The first argument for the rule method is a Hash to match against the product of the parser. The return value of the passed block is what will replace the matched Hash. For example:

transform = Transform.new
transform.apply({match_field: "title", value: "foo"}) # => {:match=>{"title"=>"foo"}}

Another methods of Parslet::Transform used here are simple and subtree. simple roughly matches a value of a Hash which is not an Enumerable. subtree is a placeholder for tree transformation patterns that will match any kind of subtree. The block for subtree accepts an argument (dict) which is the transformed input up until this point. In the passed block to subtree we construct the final Hash.

See for yourself:

transform = Transform.new
transform.apply(subqueries: [{match_field: "title", value: "foo"}]) # => {:filtered=>{:query=>{:match=>{"title"=>"foo"}}}}

Putting it all together

Now that we have all the pieces sorted out we can use them to query Elasticsearch.
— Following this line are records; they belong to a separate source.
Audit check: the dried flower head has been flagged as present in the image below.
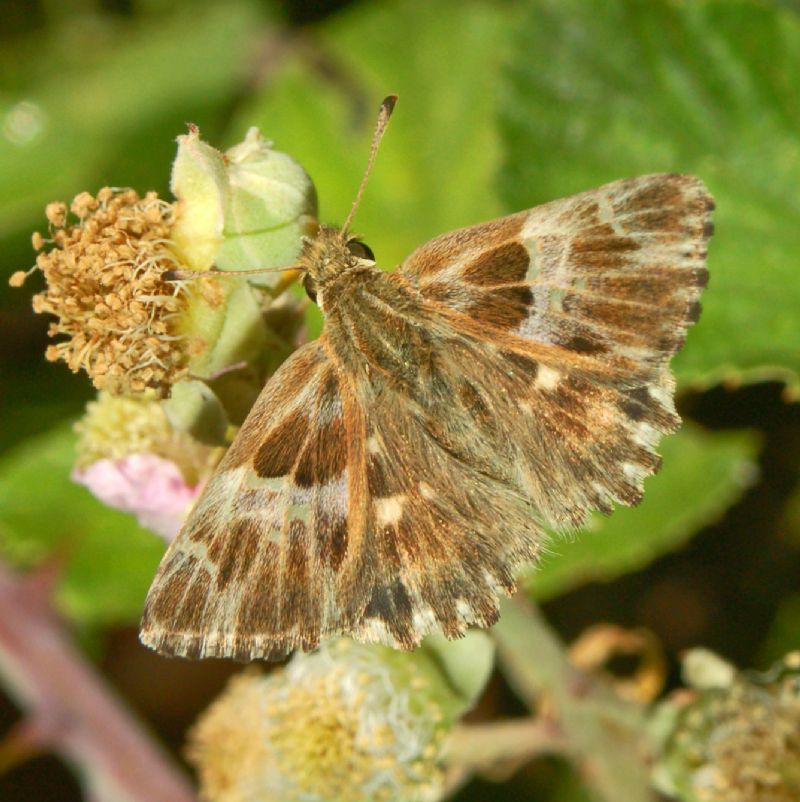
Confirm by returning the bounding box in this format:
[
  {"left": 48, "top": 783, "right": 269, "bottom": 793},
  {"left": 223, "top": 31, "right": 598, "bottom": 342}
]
[
  {"left": 75, "top": 392, "right": 220, "bottom": 485},
  {"left": 188, "top": 639, "right": 462, "bottom": 802},
  {"left": 16, "top": 187, "right": 187, "bottom": 395},
  {"left": 664, "top": 653, "right": 800, "bottom": 802}
]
First create some books. From your console:

curl -XPUT "http://localhost:9200/books/book/1" -d'
{
    "title": "The Godfather",
    "year": 1969
}'

curl -XPUT "http://localhost:9200/books/book/2" -d'
{
    "title": "The Count of Monte Cristo",
    "year": 1844
}'

Now from irb:

require 'elasticsearch'
require 'parslet'

input = "title:godfather,,year:__1970"
tree  = Parser.new.parse(input) # => {:subqueries=>[{:match_field=>"title"@0, :value=>"Godfather"@6}, {:filter_field=>"year"@17, :range=>{:lte=>"1970"@24}}]}
query = Transform.new.apply(tree) # => {:filtered=>{:query=>{:match=>{"title"@0=>"Godfather"@6}}, :filter=>{:and=>[{:range=>{"year"@17=>{:lte=>"1970"}}}]}}}

client = Elasticsearch::Client.new
client.search(index: "books", body: {query: query}) # => {"took"=>18, "timed_out"=>false, "_shards"=>{"total"=>5, "successful"=>5, "failed"=>0}, "hits"=>{"total"=>1, "max_score"=>0.19178301, "hits"=>[{"_index"=>"books", "_type"=>"book", "_id"=>"1", "_score"=>0.19178301, "_source"=>{"title"=>"The Godfather", "year"=>1969}}]}}

The returned Hash has got the "hits" key which stores what we were looking for.

Conclusion

The example I’ve shown here is pretty simple. It could be replaced with an approach that uses Regexp. But as soon as we start adding more fields and operators to our grammar the advantage of using parslet becomes apparent. Furthermore I found writing your own parser a lot more pleasent.

The code that uses this approach for querying Elasticsearch server can be found here.